Nel caso esaminato dalla Cassazione, il Tribunale di Avellino aveva condannato un soggetto per il reato di “furto aggravato di energia elettrica”.
Ritenendo la decisione ingiusta, l’imputato aveva deciso di rivolgersi alla Corte di Cassazione, nella speranza di ottenere l’annullamento della sentenza sfavorevole.
Secondo il ricorrente, in particolare, il processo si era celebrato in sua assenza, senza che egli ne avesse avuto effettiva conoscenza.
Nello specifico, infatti, secondo il ricorrente, il decreto di citazione a giudizio gli era stato notificato a mezzo posta ma la raccomandata era stata consegnata, nella sua residenza, ad un’altra persona, di cui non era stato indicato il nome e che era stata qualificata come “familiare convivente figlio”, mentre, in realtà, egli non aveva nessun figlio convivente.
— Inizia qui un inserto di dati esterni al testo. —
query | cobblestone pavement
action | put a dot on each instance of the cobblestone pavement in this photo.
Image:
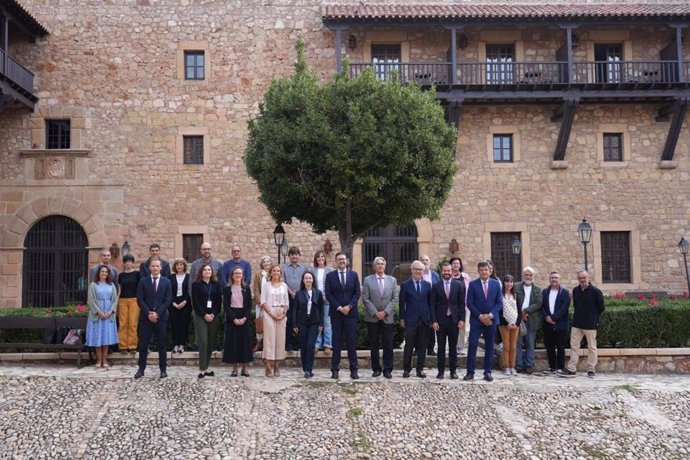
(50, 411)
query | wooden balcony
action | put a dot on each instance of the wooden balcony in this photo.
(14, 77)
(544, 78)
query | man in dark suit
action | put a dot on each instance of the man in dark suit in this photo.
(154, 295)
(447, 318)
(342, 292)
(555, 302)
(485, 301)
(415, 297)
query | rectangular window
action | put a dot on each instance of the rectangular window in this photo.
(57, 134)
(615, 257)
(503, 148)
(613, 147)
(191, 242)
(194, 65)
(385, 58)
(506, 262)
(193, 150)
(499, 64)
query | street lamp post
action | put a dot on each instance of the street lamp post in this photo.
(584, 231)
(517, 246)
(278, 238)
(683, 246)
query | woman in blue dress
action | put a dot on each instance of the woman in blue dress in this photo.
(101, 328)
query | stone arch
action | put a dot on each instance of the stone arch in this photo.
(19, 224)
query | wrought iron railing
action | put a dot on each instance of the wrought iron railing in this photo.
(531, 73)
(16, 73)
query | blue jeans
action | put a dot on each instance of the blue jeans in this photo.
(526, 359)
(325, 338)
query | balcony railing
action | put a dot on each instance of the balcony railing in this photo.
(532, 73)
(16, 73)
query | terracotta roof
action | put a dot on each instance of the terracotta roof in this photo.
(23, 16)
(475, 12)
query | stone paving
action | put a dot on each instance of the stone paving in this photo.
(49, 411)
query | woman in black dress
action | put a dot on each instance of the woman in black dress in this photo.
(308, 319)
(181, 308)
(237, 301)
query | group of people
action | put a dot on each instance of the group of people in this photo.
(316, 308)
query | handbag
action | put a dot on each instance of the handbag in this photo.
(73, 337)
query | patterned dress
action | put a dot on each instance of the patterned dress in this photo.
(100, 332)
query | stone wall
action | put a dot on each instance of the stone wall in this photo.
(114, 68)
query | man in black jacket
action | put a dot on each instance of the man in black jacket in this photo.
(589, 304)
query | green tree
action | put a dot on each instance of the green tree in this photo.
(351, 154)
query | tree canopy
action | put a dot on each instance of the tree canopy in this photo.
(350, 154)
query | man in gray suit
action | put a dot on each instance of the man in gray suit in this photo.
(528, 295)
(380, 295)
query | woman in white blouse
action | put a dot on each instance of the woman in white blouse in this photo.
(511, 316)
(275, 304)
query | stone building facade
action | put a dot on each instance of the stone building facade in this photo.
(117, 71)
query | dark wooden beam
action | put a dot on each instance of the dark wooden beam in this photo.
(680, 107)
(568, 115)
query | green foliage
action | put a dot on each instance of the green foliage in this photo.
(350, 154)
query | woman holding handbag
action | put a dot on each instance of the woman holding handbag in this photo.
(260, 277)
(101, 328)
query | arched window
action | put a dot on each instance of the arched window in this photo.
(55, 263)
(396, 243)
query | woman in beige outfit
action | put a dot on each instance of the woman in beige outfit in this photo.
(275, 304)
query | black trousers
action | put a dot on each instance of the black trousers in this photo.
(146, 330)
(555, 347)
(344, 326)
(179, 323)
(376, 331)
(447, 330)
(416, 337)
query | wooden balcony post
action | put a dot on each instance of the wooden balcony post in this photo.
(453, 55)
(682, 71)
(338, 49)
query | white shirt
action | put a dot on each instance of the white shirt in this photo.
(552, 300)
(528, 294)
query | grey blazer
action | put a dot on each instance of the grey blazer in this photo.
(373, 302)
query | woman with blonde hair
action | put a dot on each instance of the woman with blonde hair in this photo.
(275, 304)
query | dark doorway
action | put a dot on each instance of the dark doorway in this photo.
(55, 263)
(395, 243)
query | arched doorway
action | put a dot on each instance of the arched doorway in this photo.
(55, 263)
(396, 243)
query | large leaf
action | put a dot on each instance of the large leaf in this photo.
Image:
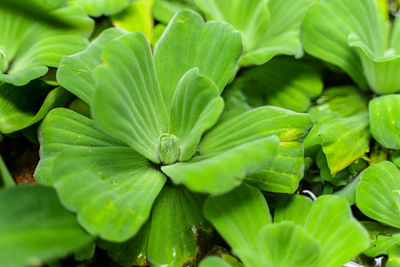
(286, 170)
(25, 44)
(186, 44)
(178, 228)
(378, 193)
(217, 173)
(269, 28)
(282, 82)
(341, 127)
(23, 106)
(35, 227)
(62, 130)
(116, 196)
(287, 244)
(96, 8)
(238, 216)
(76, 71)
(127, 103)
(357, 42)
(196, 107)
(340, 235)
(385, 121)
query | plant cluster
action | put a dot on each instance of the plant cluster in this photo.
(210, 133)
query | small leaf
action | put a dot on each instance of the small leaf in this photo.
(295, 208)
(213, 261)
(385, 121)
(287, 244)
(196, 107)
(35, 227)
(269, 28)
(76, 72)
(217, 173)
(341, 121)
(340, 235)
(376, 193)
(128, 85)
(382, 238)
(96, 8)
(238, 216)
(177, 228)
(115, 198)
(282, 82)
(174, 57)
(24, 48)
(137, 17)
(132, 252)
(23, 106)
(62, 130)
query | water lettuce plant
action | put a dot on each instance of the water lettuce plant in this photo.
(188, 133)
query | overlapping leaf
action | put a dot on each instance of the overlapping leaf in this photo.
(385, 121)
(35, 227)
(25, 44)
(97, 8)
(378, 193)
(178, 229)
(282, 82)
(358, 42)
(23, 106)
(286, 169)
(269, 28)
(185, 44)
(76, 71)
(341, 127)
(328, 228)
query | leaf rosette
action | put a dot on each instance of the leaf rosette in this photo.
(156, 116)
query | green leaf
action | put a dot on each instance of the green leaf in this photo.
(35, 227)
(282, 82)
(62, 130)
(196, 107)
(97, 8)
(382, 238)
(238, 216)
(285, 171)
(178, 228)
(24, 46)
(128, 86)
(213, 261)
(174, 57)
(341, 127)
(340, 235)
(23, 106)
(137, 17)
(384, 120)
(287, 244)
(76, 72)
(115, 198)
(217, 173)
(357, 42)
(269, 28)
(377, 193)
(295, 208)
(164, 10)
(132, 252)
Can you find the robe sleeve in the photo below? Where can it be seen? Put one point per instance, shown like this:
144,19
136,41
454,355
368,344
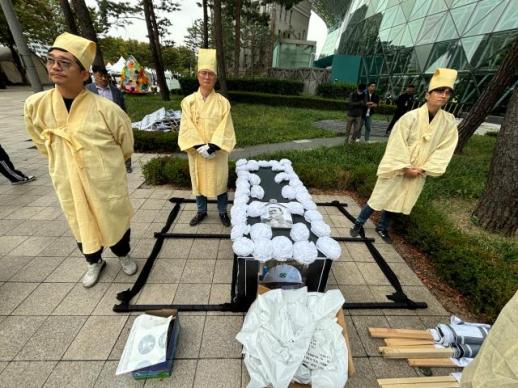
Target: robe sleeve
397,153
38,141
188,136
224,136
119,124
440,158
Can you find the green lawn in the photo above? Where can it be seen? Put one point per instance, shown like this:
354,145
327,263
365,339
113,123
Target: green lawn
254,124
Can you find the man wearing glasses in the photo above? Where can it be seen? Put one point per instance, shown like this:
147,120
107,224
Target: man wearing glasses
103,87
207,135
420,145
86,139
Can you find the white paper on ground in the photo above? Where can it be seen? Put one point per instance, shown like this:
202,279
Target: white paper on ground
146,344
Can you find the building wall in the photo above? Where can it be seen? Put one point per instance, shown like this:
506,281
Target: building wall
404,41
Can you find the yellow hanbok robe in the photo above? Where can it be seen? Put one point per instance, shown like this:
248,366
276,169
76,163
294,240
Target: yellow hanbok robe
86,149
203,122
496,364
414,142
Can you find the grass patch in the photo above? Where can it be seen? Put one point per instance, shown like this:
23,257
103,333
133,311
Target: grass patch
254,124
484,267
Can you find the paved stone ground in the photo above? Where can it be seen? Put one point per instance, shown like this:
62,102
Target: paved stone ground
55,333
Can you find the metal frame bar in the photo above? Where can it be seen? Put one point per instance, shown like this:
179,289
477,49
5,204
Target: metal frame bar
399,298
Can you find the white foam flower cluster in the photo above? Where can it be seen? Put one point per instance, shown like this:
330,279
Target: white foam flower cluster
256,240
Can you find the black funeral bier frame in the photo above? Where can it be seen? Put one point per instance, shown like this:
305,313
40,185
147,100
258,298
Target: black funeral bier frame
245,270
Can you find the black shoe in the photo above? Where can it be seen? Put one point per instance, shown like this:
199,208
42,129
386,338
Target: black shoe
384,235
224,219
356,230
199,217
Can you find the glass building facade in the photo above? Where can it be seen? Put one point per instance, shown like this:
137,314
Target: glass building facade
404,41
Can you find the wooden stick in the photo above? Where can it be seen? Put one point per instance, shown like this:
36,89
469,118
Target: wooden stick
412,380
383,332
406,342
432,362
423,351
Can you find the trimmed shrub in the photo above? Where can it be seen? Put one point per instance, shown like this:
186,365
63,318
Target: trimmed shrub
262,85
151,141
336,90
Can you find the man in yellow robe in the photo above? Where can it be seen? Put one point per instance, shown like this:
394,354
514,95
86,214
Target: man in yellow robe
207,135
86,139
420,145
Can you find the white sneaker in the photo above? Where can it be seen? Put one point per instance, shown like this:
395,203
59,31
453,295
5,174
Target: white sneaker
128,265
92,274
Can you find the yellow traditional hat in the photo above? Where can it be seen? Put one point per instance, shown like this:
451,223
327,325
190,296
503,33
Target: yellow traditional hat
443,78
81,48
207,60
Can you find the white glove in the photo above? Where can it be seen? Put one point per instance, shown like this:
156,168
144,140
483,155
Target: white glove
204,151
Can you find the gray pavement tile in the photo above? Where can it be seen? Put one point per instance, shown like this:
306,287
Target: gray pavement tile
52,338
11,265
26,374
61,246
108,379
385,368
347,273
218,373
14,333
96,338
219,294
362,323
198,271
364,376
204,249
373,274
43,299
157,294
223,271
219,337
192,294
81,300
176,248
70,270
77,374
8,243
37,270
225,251
105,306
189,343
182,376
167,271
13,294
32,246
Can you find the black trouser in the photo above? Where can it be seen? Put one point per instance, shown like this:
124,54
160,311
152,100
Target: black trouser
7,169
120,249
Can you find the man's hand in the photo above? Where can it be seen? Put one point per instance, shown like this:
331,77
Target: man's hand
413,172
204,151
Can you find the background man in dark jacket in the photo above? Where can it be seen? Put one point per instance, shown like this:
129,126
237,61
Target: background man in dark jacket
356,107
404,103
372,101
105,88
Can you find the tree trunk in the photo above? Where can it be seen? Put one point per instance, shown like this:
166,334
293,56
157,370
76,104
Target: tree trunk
154,46
237,32
489,97
218,27
205,25
87,29
497,210
70,22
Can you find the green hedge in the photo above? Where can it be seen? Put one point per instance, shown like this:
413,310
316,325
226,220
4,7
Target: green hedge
299,102
483,269
160,142
336,90
263,85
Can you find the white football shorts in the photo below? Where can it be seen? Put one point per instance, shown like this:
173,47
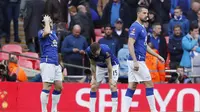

A sostegno delle proprie ragioni, l’imputato allegata il proprio certificato di stato di famiglia, dal quale, effettivamente, risultava che non vi era alcun figlio con lui convivente.
La Corte di Cassazione, tuttavia, non riteneva di poter dar ragione al ricorrente, rigettando il relativo ricorso, in quanto “manifestamente infondato”.
Osservava la Cassazione, in proposito, che “l’identificazione del soggetto che riceve il plico postale contenente il decreto di citazione a giudizio non è requisito di validità dell’atto” e che “la qualifica di soggetto convivente con il destinatario dell’atto si presume anche nell’ipotesi di presenza temporanea di un soggetto qualificatosi, in ogni caso, quale familiare dello stesso”.
La Corte di Cassazione precisava, inoltre, che “in materia di notificazione all’imputato non detenuto”, ai sensi dell’art. 157 cod. proc. pen. (prima notificazione all’imputato non detenuto), per “familiari conviventi” non devono intendersi solo le persone che vivono stabilmente con il soggetto in questione e che facciano, dal punto di vista anagrafico, parte della sua famiglia, ma anche quelle persone che “per altri motivi, si trovino al momento della notificazione nella casa di abitazione del medesimo, purché le stesse, per la qualifica declinata rappresentino una situazione di convivenza, sia pure di carattere meramente temporaneo, che legittima nell’agente notificatore il ragionevole affidamento che l’atto perverrà all’interessato”.
Ciò considerato, la Corte di Cassazione rigettava il ricorso proposto dall’imputato, confermando integralmente la sentenza resa dal Tribunale e condannando il ricorrente anche al pagamento delle spese processuali.